Jason Kidd wasted no time in going from a player to coach so why not immediately go for general manager too?
In a bit of shocking news, Brooklyn Nets head coach Jason Kidd asked ownership for full control of basketball operations in addition to his head coaching gig, a title above general manager Billy King, but was denied and now seems likely to head to Milwaukee to coach the Bucks, according to Tim Bontemps of the NY Post.
More from the Post:
A league source told The Post Kidd recently approached ownership with a series of demands, including the role of overseeing the Nets’ basketball operations department in addition to his head-coaching responsibilities. The source said Kidd didn’t want general manager Billy King to be dismissed, but wanted to be given a title and placed above him in the organizational hierarchy.
Ownership declined to grant Kidd that kind of power, which is rare for any coach in the league to have.

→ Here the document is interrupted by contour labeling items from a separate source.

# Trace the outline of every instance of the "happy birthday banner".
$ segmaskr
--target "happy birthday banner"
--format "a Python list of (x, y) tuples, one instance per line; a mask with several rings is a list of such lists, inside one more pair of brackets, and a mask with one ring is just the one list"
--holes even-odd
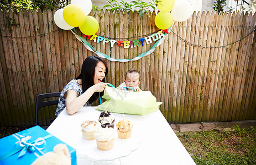
[[(101, 37), (101, 36), (97, 36), (97, 35), (92, 35), (91, 37), (89, 37), (89, 38), (90, 38), (90, 40), (91, 39), (91, 40), (93, 40), (94, 42), (96, 42), (97, 43), (99, 43), (100, 41), (102, 42), (102, 45), (105, 45), (106, 43), (108, 43), (108, 42), (110, 42), (112, 47), (113, 47), (113, 46), (114, 45), (114, 44), (115, 43), (117, 43), (117, 45), (118, 45), (118, 41), (120, 41), (120, 42), (119, 42), (119, 45), (118, 45), (118, 46), (123, 46), (122, 44), (120, 44), (120, 43), (122, 43), (122, 41), (123, 41), (123, 42), (124, 43), (123, 46), (124, 46), (124, 47), (126, 47), (126, 48), (128, 48), (129, 47), (130, 47), (132, 48), (133, 47), (136, 47), (136, 46), (139, 47), (139, 42), (140, 42), (141, 45), (143, 46), (144, 45), (143, 40), (144, 40), (146, 41), (146, 43), (147, 44), (149, 43), (149, 42), (151, 43), (152, 41), (151, 41), (151, 38), (152, 38), (153, 40), (153, 41), (154, 41), (154, 40), (155, 40), (155, 41), (156, 41), (156, 40), (159, 40), (158, 41), (156, 41), (155, 43), (155, 44), (153, 45), (153, 46), (148, 51), (144, 52), (144, 53), (143, 53), (142, 54), (139, 54), (137, 57), (135, 57), (135, 58), (134, 58), (133, 59), (114, 59), (113, 58), (110, 57), (109, 56), (107, 56), (106, 54), (104, 54), (103, 53), (98, 52), (98, 51), (96, 51), (92, 47), (92, 46), (86, 41), (86, 40), (85, 40), (83, 37), (81, 37), (79, 34), (77, 34), (77, 32), (75, 30), (75, 29), (73, 29), (71, 30), (71, 31), (74, 34), (74, 35), (76, 36), (76, 38), (77, 38), (77, 40), (81, 42), (82, 43), (82, 44), (83, 45), (83, 46), (87, 50), (88, 50), (89, 51), (90, 51), (91, 52), (94, 52), (95, 54), (96, 54), (100, 57), (106, 58), (107, 59), (108, 59), (108, 60), (109, 60), (110, 61), (119, 62), (128, 62), (128, 61), (137, 61), (137, 60), (140, 59), (141, 58), (142, 58), (143, 57), (148, 56), (148, 55), (150, 54), (150, 53), (153, 53), (154, 52), (154, 51), (155, 50), (155, 49), (156, 47), (158, 47), (158, 46), (159, 46), (163, 43), (163, 42), (164, 42), (164, 40), (165, 38), (165, 37), (166, 36), (166, 35), (168, 34), (169, 34), (171, 31), (171, 28), (169, 28), (168, 29), (166, 29), (166, 30), (160, 30), (160, 31), (158, 31), (158, 32), (155, 33), (155, 34), (154, 34), (153, 35), (150, 35), (150, 36), (148, 36), (147, 37), (143, 38), (143, 38), (140, 38), (139, 40), (134, 40), (134, 41), (116, 41), (116, 40), (110, 40), (109, 38), (105, 38), (105, 37)], [(163, 31), (165, 32), (165, 34), (164, 34), (163, 33)], [(99, 37), (100, 37), (100, 38), (99, 38)], [(88, 36), (87, 36), (87, 37), (88, 37)], [(158, 38), (158, 39), (156, 40), (156, 38)], [(111, 41), (111, 40), (112, 40), (113, 41)], [(151, 42), (150, 42), (150, 41), (151, 41)], [(115, 42), (115, 41), (116, 41), (116, 42)], [(124, 41), (127, 41), (127, 42), (126, 42), (127, 43), (124, 44), (124, 43), (125, 43)], [(135, 43), (134, 43), (134, 42)]]
[[(91, 0), (72, 0), (71, 4), (66, 6), (64, 9), (59, 9), (56, 11), (54, 19), (59, 28), (64, 30), (71, 30), (77, 40), (81, 42), (87, 49), (93, 52), (99, 57), (106, 58), (111, 61), (126, 62), (138, 60), (142, 57), (151, 53), (163, 43), (166, 35), (170, 32), (173, 20), (184, 21), (189, 19), (193, 12), (192, 5), (186, 0), (161, 0), (157, 3), (156, 6), (160, 12), (156, 15), (154, 22), (156, 27), (162, 30), (145, 38), (133, 41), (116, 41), (97, 36), (96, 34), (99, 29), (99, 23), (95, 18), (88, 15), (92, 7)], [(91, 41), (93, 40), (97, 43), (101, 42), (103, 45), (110, 43), (111, 47), (113, 47), (116, 43), (118, 46), (125, 48), (136, 48), (140, 46), (140, 45), (143, 46), (144, 40), (147, 44), (152, 43), (152, 40), (154, 42), (158, 41), (149, 51), (139, 54), (133, 59), (116, 59), (95, 50), (86, 39), (77, 34), (74, 29), (75, 27), (79, 27), (86, 38)]]
[(158, 32), (148, 36), (145, 38), (139, 38), (139, 40), (133, 41), (116, 41), (102, 36), (98, 36), (96, 35), (93, 35), (92, 36), (87, 36), (85, 35), (83, 37), (85, 38), (87, 38), (87, 39), (90, 39), (91, 41), (93, 40), (93, 41), (95, 42), (97, 42), (97, 43), (98, 43), (100, 41), (101, 41), (102, 42), (103, 45), (105, 45), (106, 43), (110, 42), (111, 44), (111, 47), (113, 47), (113, 46), (114, 46), (114, 45), (117, 43), (118, 46), (120, 47), (123, 46), (124, 48), (127, 48), (129, 47), (133, 48), (133, 47), (135, 48), (137, 47), (139, 47), (140, 45), (144, 46), (144, 40), (146, 41), (147, 44), (152, 43), (152, 40), (154, 42), (155, 42), (160, 39), (161, 37), (164, 37), (165, 35), (163, 34), (164, 32), (166, 34), (169, 34), (168, 29), (160, 30)]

The source said ownership felt Kidd wasn’t ready for that kind of responsibility after having only one year of coaching experience — the team finished his first season on the bench with a 44-38 record, good for sixth in the Eastern Conference — and allowed Kidd to seek other opportunities.
The franchise then was asked by the Bucks for permission to speak with Kidd about the prospect of hiring him and the Nets consented, making his departure from Brooklyn a sudden possibility. According to reports, the two teams already have been discussing possible compensation to release Kidd from the final three years of his original four-year, $10.5 million contract.

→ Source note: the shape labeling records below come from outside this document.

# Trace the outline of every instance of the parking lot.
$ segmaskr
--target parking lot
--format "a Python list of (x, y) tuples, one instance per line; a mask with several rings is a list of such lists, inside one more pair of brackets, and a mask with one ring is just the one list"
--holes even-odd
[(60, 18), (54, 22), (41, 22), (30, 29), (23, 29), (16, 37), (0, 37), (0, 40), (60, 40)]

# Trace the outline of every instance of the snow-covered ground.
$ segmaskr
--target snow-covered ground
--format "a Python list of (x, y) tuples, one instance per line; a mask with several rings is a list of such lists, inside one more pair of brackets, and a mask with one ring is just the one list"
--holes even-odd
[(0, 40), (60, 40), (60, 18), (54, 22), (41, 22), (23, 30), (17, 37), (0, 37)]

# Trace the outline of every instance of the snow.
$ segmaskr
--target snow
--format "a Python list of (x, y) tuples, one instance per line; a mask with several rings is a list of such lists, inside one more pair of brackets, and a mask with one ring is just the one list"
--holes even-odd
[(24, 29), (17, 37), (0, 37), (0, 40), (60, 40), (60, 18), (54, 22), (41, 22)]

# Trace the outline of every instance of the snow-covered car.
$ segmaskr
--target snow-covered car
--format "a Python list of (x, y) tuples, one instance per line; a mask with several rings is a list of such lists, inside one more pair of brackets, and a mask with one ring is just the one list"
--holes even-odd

Wow. Jason Kidd must have some giant balls because he seems to think that after one year of coaching that he belongs in the upper echelons that include San Antonio’s Gregg Popovich, Detroit’s Stan Van Gundy, Minnesota’s Flip Saunders and the Clippers’ Doc Rivers, the only other coaches that hold front office positions.
Reading between the lines here, it sounds like Kidd was jealous of the big contracts that first-year coaches Derek Fisher and Steve Kerr were given this offseason, both signed five-year $25 million deals, and wanted more. It also sounds like he spoke with the Bucks, who are now owned by his friend Marc Lasry, to make sure that he had a fall-back position before he made this absurd powerplay.
Of course, this is nothing new for Kidd. He has a long history of getting people fired starting with Lou Campanelli, his coach at the University of California, to Dick Motta in Dallas, Byron Scott in New Jersey, Avery Johnson in Dallas, Lawrence Frank in Brooklyn and it seems likely that Larry Drew in Milwaukee is next. It’s actually kinda crazy that Billy King somehow managed to avoid his wrath.